相洲楼

代表:船戸川嘉子
住所:足利市通5‐3028
従業員:6名(パート10名)
URL : http://www.soshurou.com/

相洲楼は創業が明治初期で、大変歴史のある老舗料亭です。 

 5Sを始めるきっかけになったのは、足利5S学校の発起人でもある役員の方々からのアドバイスでした。先代の大女将から継承されたお店は、時代の流れによる変革が求められている状況にあり、女将と若女将は、5Sという言葉の意味もよく知らずに半信半疑でのスタートとなりました。

写真は店内のロビーの写真です。

このロビーは、本来であればお客様の打ち合わせの場であったり、一息つく憩いの場であったりするところですが、お店の商品や様々なモノが置かれており、ロビーとして機能していませんでした。

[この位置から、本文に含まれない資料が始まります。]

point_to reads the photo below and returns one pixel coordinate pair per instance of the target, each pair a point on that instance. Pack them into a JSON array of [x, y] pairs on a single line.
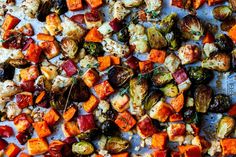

 そして、いつの頃か、その場所をお客様に見せないように客室に案内するのが当たり前になっていました。
そこでまず、このロビーから改善を始めました。 まず、第一ステップとして、「明らかに不要と思われるモノ」を処分しました。迷うものは一旦そのままにしておいて、次のモノへと移り、まずは判断しやすく考えなくても捨てられるモノを捨てる事で捨てる勢いをつけました。


 第二ステップは「もしかしたら使うモノ」に対し、判断基準を決め捨てていきました。判断基準は「今の相洲楼にとって、今日のため、明日のためにならないモノ」とし、もったいない気持ちや残しておきたい気持ちはありますが、女将には決断して頂き、思い切って処分しました。女将と若女将の2人には、今まで長い間とりあえずそのままにして、後で考えようと山積みにしていたモノと向き合っていただき、とにかく捨てる作業を実践していただきました。整理を徹底的に進めた結果、7割近くのモノがなくなりました。生み出されたスペースでディスプレイする事で、ロビーが整然と変化し、お食事を終えたお客様がくつろげる空間にもなりました。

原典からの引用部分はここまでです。